Following graduation from Moscow State University, Khanga was hired by the Moscow News and became the first Russian journalist to participate in a foreign exchange program with the American-based Christian Science Monitor in 1988. Through this exchange, Khanga became well known in the United States for being a black woman from Russia, with many Americans being shocked that black people even lived in Russia. Khanga was the moderator of the Russian television talk show The Domino Effect ([1]). She also moderated Russia's first talk show about sex, called About That (RussianПро этоPro Eto (1997–2000)), which tackled such matters as H.I.V./AIDS, homosexuality and workplace sexual harassment; she later commented that the effect of the show “was like a bomb went off”.[4]

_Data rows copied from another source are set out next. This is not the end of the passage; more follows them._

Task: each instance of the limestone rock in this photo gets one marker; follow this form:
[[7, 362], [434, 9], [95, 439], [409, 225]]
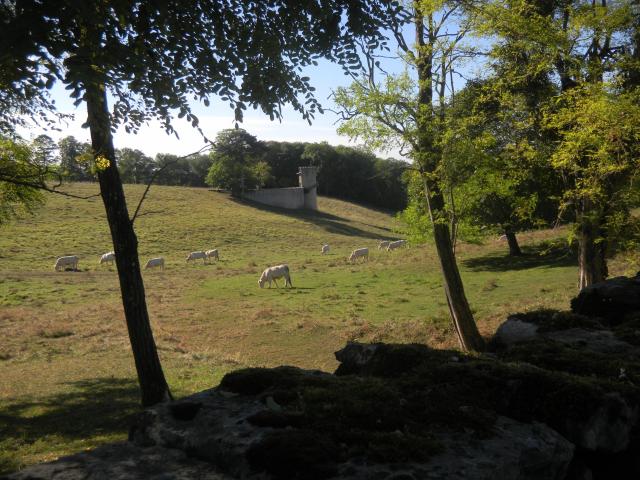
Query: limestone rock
[[612, 299]]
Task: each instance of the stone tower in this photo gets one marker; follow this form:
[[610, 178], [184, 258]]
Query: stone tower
[[307, 179]]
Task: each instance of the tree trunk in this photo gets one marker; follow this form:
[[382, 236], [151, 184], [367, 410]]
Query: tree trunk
[[591, 254], [428, 155], [514, 248], [466, 329], [154, 388]]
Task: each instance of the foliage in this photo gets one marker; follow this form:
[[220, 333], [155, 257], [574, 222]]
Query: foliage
[[75, 159], [269, 40], [134, 166], [19, 179], [357, 174], [599, 130], [235, 162], [495, 160]]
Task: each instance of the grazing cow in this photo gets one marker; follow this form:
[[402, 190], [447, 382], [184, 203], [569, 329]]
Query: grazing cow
[[108, 257], [212, 254], [195, 255], [383, 244], [68, 261], [396, 244], [359, 253], [272, 273], [155, 262]]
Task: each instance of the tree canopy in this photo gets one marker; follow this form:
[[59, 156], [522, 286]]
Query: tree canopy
[[151, 59]]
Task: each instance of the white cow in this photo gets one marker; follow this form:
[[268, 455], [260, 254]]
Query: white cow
[[155, 262], [195, 255], [383, 244], [108, 257], [68, 261], [212, 254], [359, 253], [396, 244], [272, 273]]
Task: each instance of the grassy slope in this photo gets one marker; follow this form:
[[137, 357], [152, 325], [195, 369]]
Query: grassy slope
[[66, 374]]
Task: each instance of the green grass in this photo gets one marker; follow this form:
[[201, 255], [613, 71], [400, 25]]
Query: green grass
[[67, 379]]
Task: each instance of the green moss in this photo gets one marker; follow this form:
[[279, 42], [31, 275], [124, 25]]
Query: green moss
[[558, 357], [629, 330], [253, 381], [551, 320], [296, 454]]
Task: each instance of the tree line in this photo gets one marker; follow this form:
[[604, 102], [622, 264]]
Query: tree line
[[550, 129], [239, 160]]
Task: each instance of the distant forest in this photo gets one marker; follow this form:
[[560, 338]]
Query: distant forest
[[343, 172]]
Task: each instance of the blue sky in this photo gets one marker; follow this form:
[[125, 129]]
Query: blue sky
[[152, 139]]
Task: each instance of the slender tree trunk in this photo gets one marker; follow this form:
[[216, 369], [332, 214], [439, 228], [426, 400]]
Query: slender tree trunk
[[154, 388], [512, 240], [592, 261], [427, 156]]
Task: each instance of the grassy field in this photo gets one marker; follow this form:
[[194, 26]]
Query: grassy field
[[67, 380]]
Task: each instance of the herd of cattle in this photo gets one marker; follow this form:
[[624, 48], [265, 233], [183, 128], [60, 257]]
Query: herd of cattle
[[270, 274]]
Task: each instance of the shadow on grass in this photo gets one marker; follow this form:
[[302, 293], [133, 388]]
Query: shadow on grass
[[330, 223], [532, 257], [101, 406]]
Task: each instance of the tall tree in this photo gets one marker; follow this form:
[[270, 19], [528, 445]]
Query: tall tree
[[235, 162], [496, 157], [20, 176], [152, 58], [589, 46], [409, 111]]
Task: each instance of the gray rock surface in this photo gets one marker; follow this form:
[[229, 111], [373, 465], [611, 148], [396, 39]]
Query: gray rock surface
[[515, 331], [609, 429], [612, 299], [220, 433]]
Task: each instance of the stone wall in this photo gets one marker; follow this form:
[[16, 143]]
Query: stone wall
[[278, 197]]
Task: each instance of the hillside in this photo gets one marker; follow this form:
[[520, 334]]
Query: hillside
[[65, 355]]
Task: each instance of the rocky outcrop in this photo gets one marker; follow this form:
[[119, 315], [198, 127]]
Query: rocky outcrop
[[557, 397], [123, 461], [613, 299]]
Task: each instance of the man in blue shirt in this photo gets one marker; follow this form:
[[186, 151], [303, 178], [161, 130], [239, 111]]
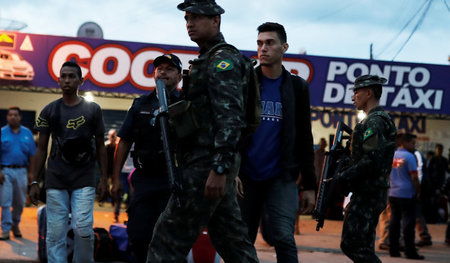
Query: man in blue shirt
[[280, 151], [405, 188], [17, 148]]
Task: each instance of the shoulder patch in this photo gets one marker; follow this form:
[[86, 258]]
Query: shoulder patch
[[368, 133], [223, 65]]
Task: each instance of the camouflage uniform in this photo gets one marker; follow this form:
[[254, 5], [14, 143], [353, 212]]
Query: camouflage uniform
[[215, 90], [372, 147]]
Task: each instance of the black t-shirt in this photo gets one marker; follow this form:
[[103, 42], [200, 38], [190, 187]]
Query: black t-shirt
[[83, 120]]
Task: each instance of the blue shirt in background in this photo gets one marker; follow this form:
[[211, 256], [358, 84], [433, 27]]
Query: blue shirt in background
[[401, 182], [264, 152], [16, 148]]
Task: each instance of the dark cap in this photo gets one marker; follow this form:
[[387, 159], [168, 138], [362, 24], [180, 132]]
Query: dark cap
[[201, 7], [172, 59], [367, 81]]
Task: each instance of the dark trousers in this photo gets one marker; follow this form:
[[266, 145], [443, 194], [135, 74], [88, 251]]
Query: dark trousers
[[178, 228], [359, 228], [277, 198], [149, 199], [403, 216]]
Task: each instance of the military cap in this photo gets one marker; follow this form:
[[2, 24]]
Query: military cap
[[172, 59], [201, 7], [367, 81]]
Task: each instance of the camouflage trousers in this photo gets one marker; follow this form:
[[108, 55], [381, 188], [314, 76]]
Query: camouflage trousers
[[360, 222], [178, 227]]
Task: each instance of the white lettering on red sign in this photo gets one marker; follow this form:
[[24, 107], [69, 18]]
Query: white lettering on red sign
[[112, 65]]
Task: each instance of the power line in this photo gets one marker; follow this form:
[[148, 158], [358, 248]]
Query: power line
[[415, 28], [445, 3], [403, 28]]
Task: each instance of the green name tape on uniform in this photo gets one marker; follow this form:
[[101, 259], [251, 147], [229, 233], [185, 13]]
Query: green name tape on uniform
[[368, 133], [224, 65]]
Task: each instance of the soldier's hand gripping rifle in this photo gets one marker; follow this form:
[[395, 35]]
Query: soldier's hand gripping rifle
[[335, 160], [164, 124]]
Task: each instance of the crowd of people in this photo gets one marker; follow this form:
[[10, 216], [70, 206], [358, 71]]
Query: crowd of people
[[227, 181]]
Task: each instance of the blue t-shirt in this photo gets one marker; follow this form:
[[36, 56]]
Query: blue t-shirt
[[401, 182], [17, 148], [264, 151]]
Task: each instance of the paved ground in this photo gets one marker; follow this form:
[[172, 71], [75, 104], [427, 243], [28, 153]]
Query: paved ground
[[313, 246]]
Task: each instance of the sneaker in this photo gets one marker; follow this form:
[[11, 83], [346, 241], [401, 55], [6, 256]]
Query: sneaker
[[423, 243], [394, 254], [16, 231], [4, 236], [383, 246], [415, 256]]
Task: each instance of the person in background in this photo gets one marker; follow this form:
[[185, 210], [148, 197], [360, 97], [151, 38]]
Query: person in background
[[403, 194], [16, 151], [124, 196], [421, 224], [110, 145], [208, 157], [77, 131], [319, 156], [151, 189], [280, 153], [446, 193], [367, 176]]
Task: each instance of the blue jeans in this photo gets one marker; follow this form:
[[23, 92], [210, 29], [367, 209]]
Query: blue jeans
[[80, 203], [13, 193], [277, 198]]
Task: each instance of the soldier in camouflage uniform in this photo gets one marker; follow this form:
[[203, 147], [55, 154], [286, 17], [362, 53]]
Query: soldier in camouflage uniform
[[209, 157], [367, 177]]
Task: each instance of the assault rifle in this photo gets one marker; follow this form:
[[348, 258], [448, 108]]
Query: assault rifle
[[334, 161], [164, 124]]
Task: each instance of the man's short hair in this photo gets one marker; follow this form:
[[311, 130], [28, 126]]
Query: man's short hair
[[405, 137], [15, 108], [73, 65], [270, 27]]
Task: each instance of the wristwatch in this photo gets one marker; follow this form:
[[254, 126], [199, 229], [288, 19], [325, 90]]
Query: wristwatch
[[219, 169]]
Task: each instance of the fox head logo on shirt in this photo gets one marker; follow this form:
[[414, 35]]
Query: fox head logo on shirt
[[76, 123]]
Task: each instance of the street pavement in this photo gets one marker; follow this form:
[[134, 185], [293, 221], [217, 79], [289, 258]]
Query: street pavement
[[313, 246]]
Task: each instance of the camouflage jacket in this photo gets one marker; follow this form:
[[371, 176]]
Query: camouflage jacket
[[215, 90], [372, 152]]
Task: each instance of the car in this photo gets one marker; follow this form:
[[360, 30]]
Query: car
[[14, 67]]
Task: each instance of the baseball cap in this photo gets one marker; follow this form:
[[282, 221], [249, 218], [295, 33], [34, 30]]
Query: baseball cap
[[367, 81], [201, 7], [172, 59]]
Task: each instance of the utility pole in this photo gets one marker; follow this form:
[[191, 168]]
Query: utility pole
[[371, 51]]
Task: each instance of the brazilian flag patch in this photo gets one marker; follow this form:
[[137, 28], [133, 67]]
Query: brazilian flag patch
[[368, 133], [224, 65]]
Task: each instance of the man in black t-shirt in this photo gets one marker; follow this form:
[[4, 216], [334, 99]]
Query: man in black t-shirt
[[75, 126]]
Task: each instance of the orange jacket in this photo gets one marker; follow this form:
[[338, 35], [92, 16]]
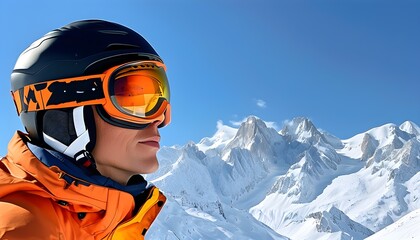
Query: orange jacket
[[36, 202]]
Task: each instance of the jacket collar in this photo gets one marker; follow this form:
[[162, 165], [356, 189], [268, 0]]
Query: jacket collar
[[68, 170]]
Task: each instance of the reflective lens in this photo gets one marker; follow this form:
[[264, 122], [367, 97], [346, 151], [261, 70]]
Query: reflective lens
[[139, 90]]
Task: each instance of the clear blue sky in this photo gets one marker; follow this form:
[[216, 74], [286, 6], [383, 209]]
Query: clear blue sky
[[347, 65]]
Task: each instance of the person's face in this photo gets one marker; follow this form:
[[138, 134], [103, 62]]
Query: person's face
[[120, 153]]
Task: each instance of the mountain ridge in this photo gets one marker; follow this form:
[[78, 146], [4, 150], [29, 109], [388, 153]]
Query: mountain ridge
[[284, 180]]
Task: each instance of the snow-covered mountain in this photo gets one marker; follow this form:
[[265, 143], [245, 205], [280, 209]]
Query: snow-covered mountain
[[254, 182]]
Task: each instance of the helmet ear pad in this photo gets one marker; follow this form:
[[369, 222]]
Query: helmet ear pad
[[70, 130]]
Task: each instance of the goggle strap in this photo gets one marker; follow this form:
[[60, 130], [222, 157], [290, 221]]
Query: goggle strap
[[65, 93]]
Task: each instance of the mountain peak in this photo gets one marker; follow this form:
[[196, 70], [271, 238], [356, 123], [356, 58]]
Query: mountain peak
[[301, 129], [251, 130]]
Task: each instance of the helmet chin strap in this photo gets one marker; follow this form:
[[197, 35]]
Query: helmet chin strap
[[71, 132]]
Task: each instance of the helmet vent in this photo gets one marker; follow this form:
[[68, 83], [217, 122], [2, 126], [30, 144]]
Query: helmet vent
[[116, 32]]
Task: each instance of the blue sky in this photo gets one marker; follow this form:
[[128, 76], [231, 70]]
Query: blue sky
[[349, 66]]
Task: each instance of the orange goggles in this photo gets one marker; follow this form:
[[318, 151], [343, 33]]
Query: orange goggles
[[136, 93]]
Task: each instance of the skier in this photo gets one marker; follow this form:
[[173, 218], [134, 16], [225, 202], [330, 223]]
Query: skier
[[91, 96]]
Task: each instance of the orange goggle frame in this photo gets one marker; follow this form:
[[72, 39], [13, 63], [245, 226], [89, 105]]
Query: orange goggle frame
[[135, 92]]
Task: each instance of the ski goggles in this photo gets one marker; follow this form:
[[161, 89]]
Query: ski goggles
[[135, 93]]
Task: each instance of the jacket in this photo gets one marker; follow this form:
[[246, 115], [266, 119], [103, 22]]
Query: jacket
[[38, 200]]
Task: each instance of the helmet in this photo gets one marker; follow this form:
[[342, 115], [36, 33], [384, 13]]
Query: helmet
[[77, 49]]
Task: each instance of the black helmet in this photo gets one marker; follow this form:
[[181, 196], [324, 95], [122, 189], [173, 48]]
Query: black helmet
[[77, 49]]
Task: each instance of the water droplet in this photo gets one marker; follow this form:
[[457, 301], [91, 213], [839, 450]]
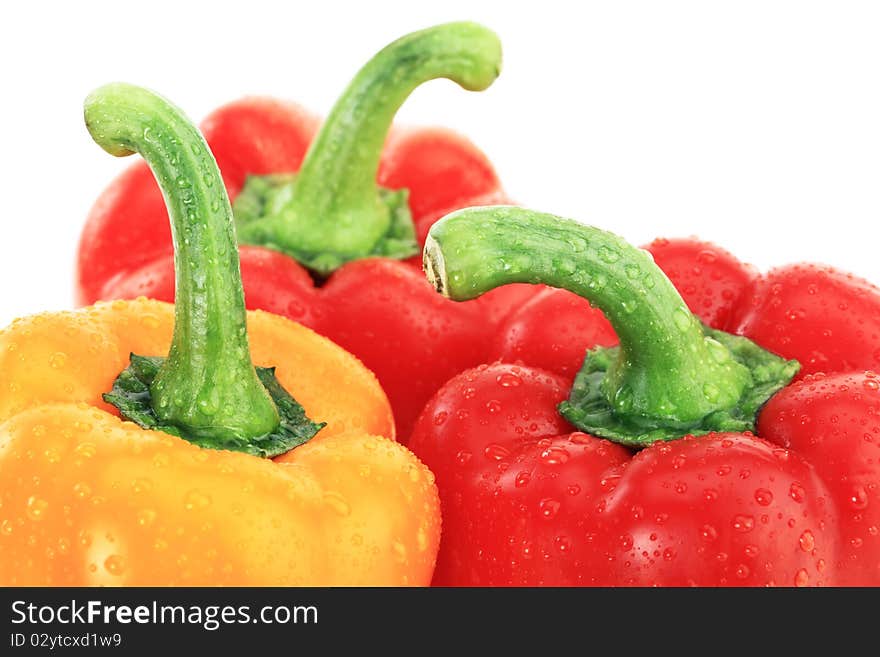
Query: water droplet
[[195, 500], [806, 541], [743, 523], [114, 564], [85, 450], [609, 255], [508, 380], [554, 456], [496, 452], [141, 486], [82, 490], [682, 318], [146, 517], [36, 508], [548, 508], [858, 499]]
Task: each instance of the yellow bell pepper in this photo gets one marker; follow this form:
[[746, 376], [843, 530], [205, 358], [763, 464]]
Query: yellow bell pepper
[[89, 498]]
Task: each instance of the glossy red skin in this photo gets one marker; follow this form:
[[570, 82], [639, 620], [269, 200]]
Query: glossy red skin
[[712, 281], [384, 312], [834, 422], [553, 329], [826, 319], [527, 502]]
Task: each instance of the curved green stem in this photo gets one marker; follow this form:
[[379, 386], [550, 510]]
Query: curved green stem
[[669, 375], [334, 211], [207, 386]]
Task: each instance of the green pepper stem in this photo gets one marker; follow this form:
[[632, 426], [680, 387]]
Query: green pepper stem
[[668, 368], [208, 384], [335, 205]]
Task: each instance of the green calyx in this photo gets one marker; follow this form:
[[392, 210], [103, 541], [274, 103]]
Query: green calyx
[[266, 195], [207, 390], [333, 211], [671, 376]]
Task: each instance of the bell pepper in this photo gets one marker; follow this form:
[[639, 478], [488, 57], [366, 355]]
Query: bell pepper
[[354, 215], [682, 456], [175, 491], [554, 329]]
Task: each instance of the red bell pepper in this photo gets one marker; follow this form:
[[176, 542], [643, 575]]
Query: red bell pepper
[[358, 208], [554, 329], [539, 479]]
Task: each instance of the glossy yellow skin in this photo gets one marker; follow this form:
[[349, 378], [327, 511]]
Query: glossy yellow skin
[[87, 499]]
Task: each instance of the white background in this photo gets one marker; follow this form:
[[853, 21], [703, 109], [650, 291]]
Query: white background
[[752, 124]]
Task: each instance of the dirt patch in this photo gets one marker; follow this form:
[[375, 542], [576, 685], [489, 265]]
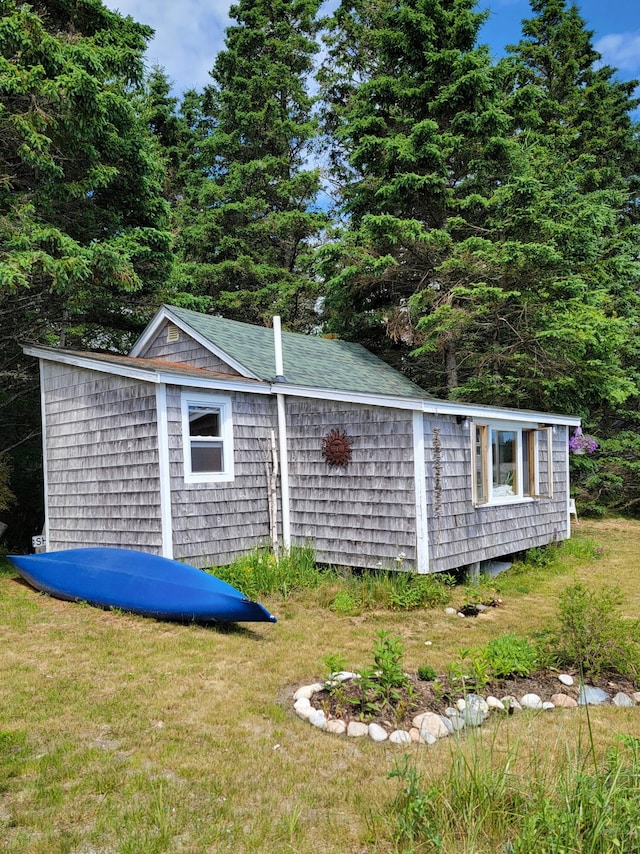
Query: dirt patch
[[345, 702]]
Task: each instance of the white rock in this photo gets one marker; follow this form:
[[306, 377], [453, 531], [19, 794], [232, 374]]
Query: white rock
[[343, 676], [303, 707], [447, 722], [432, 724], [591, 696], [400, 736], [563, 701], [307, 691], [318, 718], [531, 701], [477, 702], [377, 733], [473, 716], [457, 722], [356, 729]]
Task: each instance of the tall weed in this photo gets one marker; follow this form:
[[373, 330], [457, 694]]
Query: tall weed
[[591, 634], [483, 804], [260, 573]]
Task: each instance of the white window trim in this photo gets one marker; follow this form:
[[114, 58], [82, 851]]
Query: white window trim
[[518, 498], [226, 435]]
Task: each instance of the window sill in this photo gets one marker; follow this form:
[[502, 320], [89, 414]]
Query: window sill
[[209, 478], [507, 500]]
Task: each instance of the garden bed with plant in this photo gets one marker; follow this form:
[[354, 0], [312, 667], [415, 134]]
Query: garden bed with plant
[[590, 641]]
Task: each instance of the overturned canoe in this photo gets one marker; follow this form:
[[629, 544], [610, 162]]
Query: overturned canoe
[[138, 582]]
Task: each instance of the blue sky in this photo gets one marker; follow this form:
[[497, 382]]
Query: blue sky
[[189, 33]]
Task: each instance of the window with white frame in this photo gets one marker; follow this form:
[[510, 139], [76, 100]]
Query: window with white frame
[[511, 462], [207, 431]]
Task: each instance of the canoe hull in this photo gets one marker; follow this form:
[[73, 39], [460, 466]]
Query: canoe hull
[[140, 583]]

She was also a performer with a comedy group in Brighton Beach called Kanotye.

Quotes

"My grandmother often said, "Learn to write, Yelena, because it is a piece of bread." In the Russia of my youth, it was a prestigious thing to be a writer. Even if you had no money, people still felt your life was graced by art."
"Part of her insistence that I apply myself to my language studies was attributable to the fact that English truly had been a 'Piece of Bread' for her when she lost her job. The unspoken message was that if trouble came…I had a skill to keep me from starving."